Он, вслушиваясь и не видя Матери, вещавшей на разные соседские голоса откуда-то сверху, пытаясь найти Её лицо, начал машинально подниматься по лестнице.
– Кто это там?! Ты что, не мама мне разве?! Ты же Мама моя?! – крикнул он куда-то далеко наверх, задрав свою маленькую голову к невидимой высоте и засомневавшись уже всерьёз, Она это говорит или кто. Потом робко остановился, неловко поставил ногу на следующую ступеньку, ведущую наверх, и постепенно, то всё ещё чувствуя неуверенность в себе, обескураженный только что отзвучавшим многоголосьем, то вновь обретая ускользавшую надежду, поднялся на два пролёта, вглядываясь наверх, туда, откуда снова послышался вроде бы родной голос.
– Ну-у?!… Говорить-то будем? Иль как? – Она, наконец, показалась из-за поворота перил между двумя маршами, встала на верхней площадке перед окном и посмотрела холодно в его глаза, неуверенно просветлевшие от услышанного, но вдруг ослеплённые солнечным светом, лившимся сверху, оттуда, где стояла Она, – и сразу зажмурившиеся.

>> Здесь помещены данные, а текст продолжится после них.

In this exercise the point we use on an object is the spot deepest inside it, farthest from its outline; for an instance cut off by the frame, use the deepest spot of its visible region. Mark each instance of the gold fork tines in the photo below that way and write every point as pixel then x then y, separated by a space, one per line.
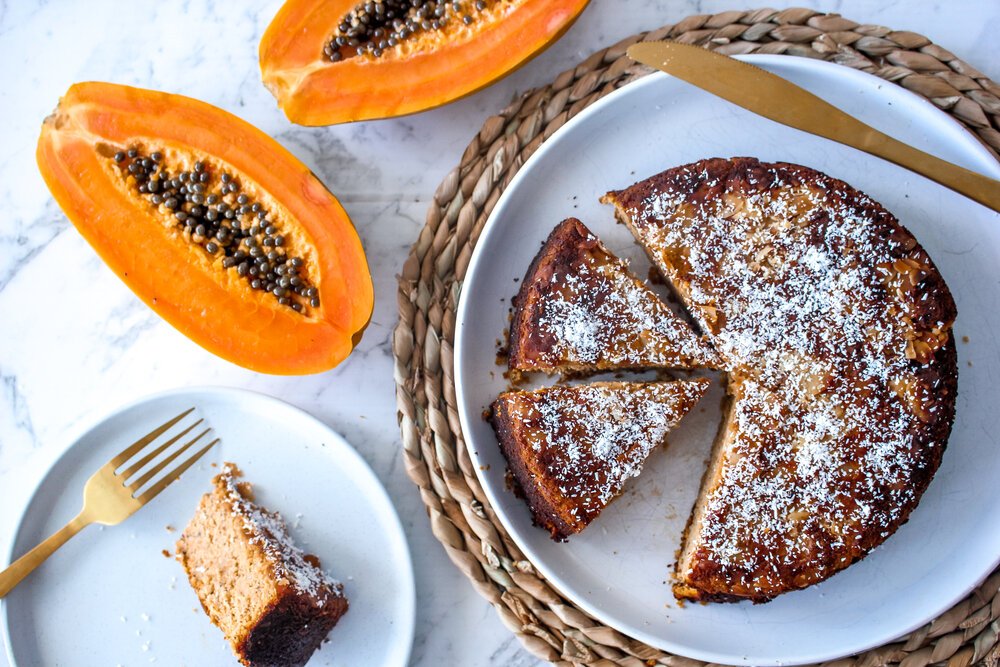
pixel 112 495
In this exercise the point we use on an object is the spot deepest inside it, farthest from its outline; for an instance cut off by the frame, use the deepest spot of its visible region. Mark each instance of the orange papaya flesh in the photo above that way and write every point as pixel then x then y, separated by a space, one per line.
pixel 426 70
pixel 86 153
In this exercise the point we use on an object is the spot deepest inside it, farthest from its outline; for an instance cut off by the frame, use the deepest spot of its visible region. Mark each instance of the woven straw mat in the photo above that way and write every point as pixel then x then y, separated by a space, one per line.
pixel 437 461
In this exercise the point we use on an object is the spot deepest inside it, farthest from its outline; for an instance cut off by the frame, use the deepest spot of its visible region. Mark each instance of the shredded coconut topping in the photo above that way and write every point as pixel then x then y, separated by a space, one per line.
pixel 589 439
pixel 268 530
pixel 817 301
pixel 590 311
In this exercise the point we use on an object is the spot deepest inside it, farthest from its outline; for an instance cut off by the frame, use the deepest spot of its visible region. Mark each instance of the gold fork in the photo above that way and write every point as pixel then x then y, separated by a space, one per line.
pixel 109 497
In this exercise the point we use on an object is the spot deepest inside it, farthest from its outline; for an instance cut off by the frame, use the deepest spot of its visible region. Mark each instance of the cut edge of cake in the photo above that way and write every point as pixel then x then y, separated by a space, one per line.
pixel 932 353
pixel 575 302
pixel 299 603
pixel 562 498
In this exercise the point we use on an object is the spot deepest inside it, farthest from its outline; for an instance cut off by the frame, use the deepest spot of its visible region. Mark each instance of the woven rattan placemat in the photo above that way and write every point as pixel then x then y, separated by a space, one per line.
pixel 437 461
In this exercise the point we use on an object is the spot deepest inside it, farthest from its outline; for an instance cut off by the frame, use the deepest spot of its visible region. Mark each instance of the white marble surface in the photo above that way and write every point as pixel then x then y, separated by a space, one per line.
pixel 74 342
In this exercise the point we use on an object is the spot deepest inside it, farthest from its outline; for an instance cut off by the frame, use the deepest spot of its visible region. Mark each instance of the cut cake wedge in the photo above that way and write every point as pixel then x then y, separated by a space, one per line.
pixel 580 309
pixel 272 602
pixel 572 448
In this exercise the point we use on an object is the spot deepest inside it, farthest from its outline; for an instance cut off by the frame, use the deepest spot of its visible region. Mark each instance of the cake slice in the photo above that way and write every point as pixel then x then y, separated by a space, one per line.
pixel 272 602
pixel 580 309
pixel 571 449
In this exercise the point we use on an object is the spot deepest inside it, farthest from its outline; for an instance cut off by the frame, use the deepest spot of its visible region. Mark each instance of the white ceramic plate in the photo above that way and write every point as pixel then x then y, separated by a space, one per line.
pixel 110 597
pixel 618 570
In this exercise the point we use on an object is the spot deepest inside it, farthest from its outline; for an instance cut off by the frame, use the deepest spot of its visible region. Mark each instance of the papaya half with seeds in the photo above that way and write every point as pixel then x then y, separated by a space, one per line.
pixel 213 224
pixel 333 61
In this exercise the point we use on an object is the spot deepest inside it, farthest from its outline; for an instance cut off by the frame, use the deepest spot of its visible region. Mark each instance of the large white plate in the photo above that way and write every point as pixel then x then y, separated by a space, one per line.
pixel 110 597
pixel 619 569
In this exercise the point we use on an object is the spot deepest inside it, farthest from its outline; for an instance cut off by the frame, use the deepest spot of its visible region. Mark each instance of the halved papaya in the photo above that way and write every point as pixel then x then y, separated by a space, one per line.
pixel 417 61
pixel 220 230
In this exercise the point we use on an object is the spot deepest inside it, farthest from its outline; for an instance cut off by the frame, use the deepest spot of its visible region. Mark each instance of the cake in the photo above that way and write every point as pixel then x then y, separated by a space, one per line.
pixel 570 449
pixel 272 602
pixel 579 309
pixel 834 327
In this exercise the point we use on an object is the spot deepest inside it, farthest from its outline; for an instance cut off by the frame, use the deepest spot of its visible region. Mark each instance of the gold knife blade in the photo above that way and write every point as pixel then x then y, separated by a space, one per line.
pixel 769 95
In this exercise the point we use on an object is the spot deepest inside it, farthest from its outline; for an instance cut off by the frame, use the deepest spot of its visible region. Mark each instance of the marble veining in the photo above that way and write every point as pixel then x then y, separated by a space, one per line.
pixel 75 343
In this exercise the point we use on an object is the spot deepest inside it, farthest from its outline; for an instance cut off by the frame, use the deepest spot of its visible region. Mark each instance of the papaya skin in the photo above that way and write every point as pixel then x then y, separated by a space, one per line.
pixel 441 67
pixel 177 279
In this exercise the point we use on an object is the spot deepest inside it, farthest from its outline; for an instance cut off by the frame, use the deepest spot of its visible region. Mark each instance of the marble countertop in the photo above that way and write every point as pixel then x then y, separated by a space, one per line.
pixel 75 343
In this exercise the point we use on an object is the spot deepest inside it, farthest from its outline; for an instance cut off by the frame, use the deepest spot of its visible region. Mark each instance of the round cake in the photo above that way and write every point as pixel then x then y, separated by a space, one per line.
pixel 834 327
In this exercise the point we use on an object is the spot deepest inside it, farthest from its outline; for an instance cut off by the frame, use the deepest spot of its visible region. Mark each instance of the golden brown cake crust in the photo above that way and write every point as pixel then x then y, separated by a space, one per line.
pixel 571 449
pixel 835 328
pixel 272 602
pixel 579 309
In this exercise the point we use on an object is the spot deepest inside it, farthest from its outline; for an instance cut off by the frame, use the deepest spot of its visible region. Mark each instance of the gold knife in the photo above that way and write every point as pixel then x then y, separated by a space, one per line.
pixel 782 101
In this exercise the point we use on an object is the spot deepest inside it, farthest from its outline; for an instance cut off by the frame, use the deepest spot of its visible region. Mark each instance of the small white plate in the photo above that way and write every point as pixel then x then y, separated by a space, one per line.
pixel 110 597
pixel 619 569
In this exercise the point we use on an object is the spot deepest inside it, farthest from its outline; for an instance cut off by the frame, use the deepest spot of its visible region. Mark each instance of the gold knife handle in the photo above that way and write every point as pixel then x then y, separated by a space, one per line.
pixel 780 100
pixel 975 186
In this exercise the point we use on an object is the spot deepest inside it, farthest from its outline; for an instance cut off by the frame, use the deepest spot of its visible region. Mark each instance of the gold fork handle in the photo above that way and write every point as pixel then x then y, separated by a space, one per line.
pixel 24 565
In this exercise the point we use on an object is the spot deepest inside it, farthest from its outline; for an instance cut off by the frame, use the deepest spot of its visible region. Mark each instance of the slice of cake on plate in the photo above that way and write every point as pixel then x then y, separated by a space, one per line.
pixel 580 309
pixel 272 602
pixel 571 449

Он молчал, не зная и не помня себя, не желая уже никуда уходить, ведь Она была теперь тут, рядом. И замер, онемев и прикрывая одной рукой глаза, вглядываясь в струившийся ему навстречу свет, видя Её как будто в первый и в последний раз. И глядел, и глядел, не смея даже шевельнуть поднятой ко лбу рукой и потереть глаза, чтобы можно было, пока не ушла – теперь уже, наверно, навсегда, – получше представить себе и сквозь рассеивавшиеся сумерки отчётливей понять, какой должна быть Женщина, которая, например, в эту минуту ему очень нравилась. Он набрался духу и сделал пару шагов по ступенькам к Ней наверх, задав вопрос, который, возможно, давно зрел у него в глубине души, а теперь сам слетел, хоть и застенчиво, с его языка:
– Ты моя первая женщина, да?
– Конечно! – ответила Она с откуда-то взявшейся бодрой готовностью, сунула правую руку в карман юбки, достала оттуда небольшую антикварную овальную с красным отливом камею с чёткими гранями волос, шеи и лица женской головки в профиль и аккуратно приколола её себе на белую плиссированную блузку, тихонько прихлопнув по ней сверху ладошкой.
– А кто ты? Я тебя не знаю. И где мы? – перестал он что-либо понимать.
– Кто я, это тебе потом скажут. Без меня.
– Когда потом?
– Потом! А теперь…
– Ты очень красивая! – перебил он Её. – Ты, я думаю, самая красивая из всех, кого я видел.
– Ты кого видел-то тут? Меня, что ль? – хмыкнула Она.
– Знаешь, мне кажется сейчас, что я видел много, может быть, всю свою жизнь. Может быть, даже… я видел её… Я не знаю… А как тебя зовут?
– Тебе зачем?
– Чтобы знать, потом…
– Мальчик! Как меня зовут – это неважно. Потому что я – твоя Самая Первая женщина. Потому что я – твоя Мать.